From Henry – the Labor Day ribs and chix photo that accompanies the post is his – he told me about how he likes using the trash can smoker he made. He sent a link, and this looks like an innovative, somewhat easy way to go if I take the next step with this and need a bigger set up. Actually a web search will yield a lot of interesting stuff about this cooking method, including tons of YouTube videos and other how-to’s…I have the spare mini-Weber I can adapt for this.
From Wes, there were some suggestions about technique and types of wood smoke to use:
“I recommend Mesquite wood for brisket, smoking it at 200-225 degrees about 1-1.5 hours per pound... low and slow will make the meat tender. Leave the fat on the top.. I cook it in a tin pan which will catch the drippings and keep the meat moist. I have used both marinades and dry rubs with good results. Try the BBQ Forum http://www.thebbqforum.com/ for some great info and recipes.”
When I told him that I wanted to emphasize hickory, since it is growing on the property, he replied, “Hickory is great for pork, chicken and turkey. When you do the pork loin, try mixing the hickory with the apple and oak if you can get it. Put a good pork rub on it the night before and smoke it to 160 degrees...it will dry out if you get it much hotter. You can usually get a bag of Mesquite chunks at Home Depot or Walmart for about $5.”
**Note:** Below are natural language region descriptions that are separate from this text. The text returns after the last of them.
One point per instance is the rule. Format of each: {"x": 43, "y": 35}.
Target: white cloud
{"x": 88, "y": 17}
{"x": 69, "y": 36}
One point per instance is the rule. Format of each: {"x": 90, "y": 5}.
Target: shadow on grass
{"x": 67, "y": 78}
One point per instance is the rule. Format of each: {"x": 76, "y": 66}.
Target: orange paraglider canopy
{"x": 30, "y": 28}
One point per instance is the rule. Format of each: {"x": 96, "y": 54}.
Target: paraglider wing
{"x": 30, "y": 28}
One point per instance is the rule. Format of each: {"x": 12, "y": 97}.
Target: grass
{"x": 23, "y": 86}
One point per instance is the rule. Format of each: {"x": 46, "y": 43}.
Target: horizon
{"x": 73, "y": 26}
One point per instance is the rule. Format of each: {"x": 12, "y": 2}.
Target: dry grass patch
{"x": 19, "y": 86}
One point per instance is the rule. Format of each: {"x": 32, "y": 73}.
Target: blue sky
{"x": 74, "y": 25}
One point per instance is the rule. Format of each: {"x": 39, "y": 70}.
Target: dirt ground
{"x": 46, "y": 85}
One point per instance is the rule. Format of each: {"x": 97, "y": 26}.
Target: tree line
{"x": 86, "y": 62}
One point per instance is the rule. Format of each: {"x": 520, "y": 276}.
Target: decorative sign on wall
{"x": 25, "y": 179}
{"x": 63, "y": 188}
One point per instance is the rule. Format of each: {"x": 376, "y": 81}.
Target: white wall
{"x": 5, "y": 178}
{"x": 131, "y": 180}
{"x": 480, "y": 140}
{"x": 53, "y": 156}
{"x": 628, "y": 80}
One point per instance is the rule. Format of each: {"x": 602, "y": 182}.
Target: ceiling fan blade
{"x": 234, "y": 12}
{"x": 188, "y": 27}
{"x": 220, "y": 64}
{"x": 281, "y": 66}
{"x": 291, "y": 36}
Then by email last night, a note from Bill in Tampa, who’s going to be in town next week. He wrote, “…saw your blog entry that you are doing some barbecuing; we'll have to discuss this and talk technique next week. I got a Big Green Egg several years ago and have enjoyed it very much. I have done several briskets, I always have liked the flavor but wish it was a little less dry. I have white oak, red oak, hickory, pecan, orange tree and Jack Daniels barrels to smoke with and they all have such great flavor. It is very cool that you have access to hickory and apple trees.”
I should mention that we also have white oak on the property, too. I've got red oak in Alexandria - there are always branches and trunks coming down so it should be easy to come by. So I have apple, hickory, and red and white oak to work with. That makes a lot of opportunity to experiment with methods and flavors...Something to look forward to.